As protests over Floyd’s death intensified in the United States, social media was flooded with posts about police brutality. However, amid news of riots, tear gas, and baton charges, there were also reports of police personnel in Miami joining the protesters’ cause and apologizing for the brutality. Police forces in various places placed their shields and helmets to express solidarity with those who speak out against racism and human rights, while some knelt before the protesters.

But here at home, some courts have not found the time to seek an explanation for police brutality, but are embroiled in the demands of the Covid-19 confinement. Jamia Millia Islamia awaits justice for brutal assaults on students protesting on two separate occasions in the wake of protests against the Citizenship (Amendment) Act (CAA), even though the university’s management has publicly complained of unwarranted conduct from the police. Far from approaching the body of aggrieved students, the police issued warnings to dozens of them and arrested several under the Illegal Activities (Prevention) Act (UAPA) or the Indian Penal Code to begin, and immediately, if granted bail, under UAPA a period of imprisonment without bail.

The state could well inflict unnecessary pain on these young people, even derail their career prospects, but hopefully it will not crush their spirit and commitment to democracy and freedom. The State has a solemn duty to intervene wherever there is suspicion that any person works to undermine national integrity. There can be no cavillas with that proposition. But there is a difference between the state and the government of the day. The latter’s vigorous opposition cannot remotely be an anti-state stance. Much wrong has been done in history in the name of state security. We see the same thing happening in India today. If people and institutions do not intervene to expose this, this will amount to a situation in which the story is re-told.

Unable to support the charges of sedition, investigative officials are outwitting innocent political activists to surrender to their will and denounce their colleagues. This is a serious violation of human rights under the noses of the main courts of the capital. Similar breaches of the law in Uttar Pradesh (UP) were reported to the National Human Rights Commission by Congress Secretary-General Priyanka Gandhi several weeks ago, but there has been no progress. The pain is now, but the panacea will come at some distant time, and that too if the truth prevails.
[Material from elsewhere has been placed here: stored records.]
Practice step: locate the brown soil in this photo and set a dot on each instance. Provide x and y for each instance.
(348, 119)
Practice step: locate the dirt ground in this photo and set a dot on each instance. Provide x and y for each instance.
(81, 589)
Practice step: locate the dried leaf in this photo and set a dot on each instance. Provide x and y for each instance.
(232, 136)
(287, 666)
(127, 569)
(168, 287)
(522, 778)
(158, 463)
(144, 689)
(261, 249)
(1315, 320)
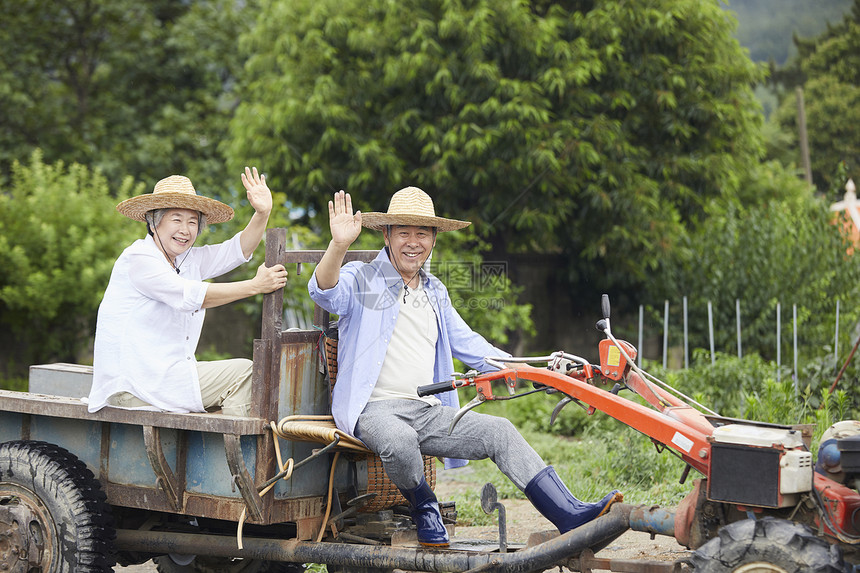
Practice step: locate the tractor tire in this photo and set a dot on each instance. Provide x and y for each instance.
(204, 564)
(767, 545)
(53, 513)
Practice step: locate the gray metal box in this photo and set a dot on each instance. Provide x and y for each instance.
(61, 379)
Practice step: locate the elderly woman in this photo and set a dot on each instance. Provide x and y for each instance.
(150, 319)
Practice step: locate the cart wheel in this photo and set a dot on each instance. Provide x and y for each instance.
(201, 564)
(767, 545)
(53, 514)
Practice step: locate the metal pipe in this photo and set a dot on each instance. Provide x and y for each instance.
(556, 551)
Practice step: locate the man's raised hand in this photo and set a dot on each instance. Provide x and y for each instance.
(345, 226)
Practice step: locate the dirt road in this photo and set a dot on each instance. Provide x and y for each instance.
(523, 519)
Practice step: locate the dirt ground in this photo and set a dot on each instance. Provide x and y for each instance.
(523, 519)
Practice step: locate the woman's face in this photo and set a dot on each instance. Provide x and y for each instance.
(176, 232)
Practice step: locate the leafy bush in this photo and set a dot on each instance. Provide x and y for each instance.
(59, 237)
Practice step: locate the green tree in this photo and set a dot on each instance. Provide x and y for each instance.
(59, 236)
(139, 88)
(828, 69)
(595, 129)
(785, 251)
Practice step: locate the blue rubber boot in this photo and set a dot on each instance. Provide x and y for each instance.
(425, 513)
(554, 501)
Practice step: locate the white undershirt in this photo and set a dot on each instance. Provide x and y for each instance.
(411, 355)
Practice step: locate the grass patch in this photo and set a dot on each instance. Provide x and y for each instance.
(591, 466)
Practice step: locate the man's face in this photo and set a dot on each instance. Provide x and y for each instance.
(409, 247)
(177, 231)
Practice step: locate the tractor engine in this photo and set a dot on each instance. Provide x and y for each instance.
(758, 466)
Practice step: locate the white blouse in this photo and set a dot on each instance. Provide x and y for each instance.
(149, 324)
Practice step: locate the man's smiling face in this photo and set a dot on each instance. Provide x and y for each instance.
(408, 248)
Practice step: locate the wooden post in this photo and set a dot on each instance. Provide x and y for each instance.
(802, 135)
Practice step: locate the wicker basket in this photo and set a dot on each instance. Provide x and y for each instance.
(387, 494)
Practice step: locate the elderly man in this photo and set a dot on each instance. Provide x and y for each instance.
(151, 316)
(398, 331)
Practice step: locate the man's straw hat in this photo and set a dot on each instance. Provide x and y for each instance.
(175, 192)
(411, 206)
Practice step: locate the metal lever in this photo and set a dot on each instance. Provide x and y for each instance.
(476, 401)
(489, 503)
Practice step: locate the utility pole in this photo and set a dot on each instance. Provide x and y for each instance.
(804, 141)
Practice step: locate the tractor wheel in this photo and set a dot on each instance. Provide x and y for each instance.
(202, 564)
(767, 545)
(53, 514)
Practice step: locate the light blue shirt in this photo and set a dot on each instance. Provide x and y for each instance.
(365, 300)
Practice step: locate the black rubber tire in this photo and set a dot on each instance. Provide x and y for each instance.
(164, 564)
(767, 545)
(53, 513)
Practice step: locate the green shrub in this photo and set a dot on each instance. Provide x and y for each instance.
(59, 237)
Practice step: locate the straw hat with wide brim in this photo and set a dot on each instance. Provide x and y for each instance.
(175, 192)
(411, 206)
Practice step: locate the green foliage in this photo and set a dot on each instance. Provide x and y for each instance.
(140, 88)
(766, 27)
(59, 236)
(772, 251)
(828, 69)
(537, 122)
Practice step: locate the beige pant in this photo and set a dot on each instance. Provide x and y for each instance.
(224, 384)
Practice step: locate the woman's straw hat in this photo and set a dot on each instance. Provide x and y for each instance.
(175, 192)
(411, 206)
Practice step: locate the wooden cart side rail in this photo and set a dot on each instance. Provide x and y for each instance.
(65, 407)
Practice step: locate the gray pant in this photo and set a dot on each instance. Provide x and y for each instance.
(401, 431)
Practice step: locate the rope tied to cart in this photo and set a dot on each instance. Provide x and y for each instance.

Although the apparent aim of the investigation launched by the Delhi Police special cell is to get to the bottom of what they claim is a “bigger conspiracy” to create civil unrest at the time of Trump’s visit to New Delhi, the focus It seems to be in Jamia and Shaheen Bagh. People are asked why they participated in or organized the protests against the CAA and how they connected. The Northeast riots are used to conveniently blame the violence on innocent people.

Despite attempts to create a misleading narrative that includes the Home Secretary telling Parliament how proud he was that the Delhi police controlled the violence within 48 hours, the fact is that former Supreme Court justices took the transport public to visit the affected areas and noted clear neglect of duty by the police. The harsh remarks made by Judge S Muralidhar of the Delhi High Court before being suddenly transferred to Chandigarh, the unequivocal concern expressed by a trial court in remand proceedings that the “investigation was directed to an extreme”, and another superior court judge who granted bail to a defendant by claiming that the jail was for convicted prisoners and not under trial, all pointing to serious concern in the judiciary. But we are also witnessing government law officials speak of superior courts that run a parallel government, even when the government rewards them with commitments as special prosecutors. The coming months will be a serious dispute between the rule of law and the deception of the law.

Salman Khurshid is a former cabinet minister of the Union

The opinions expressed are personal.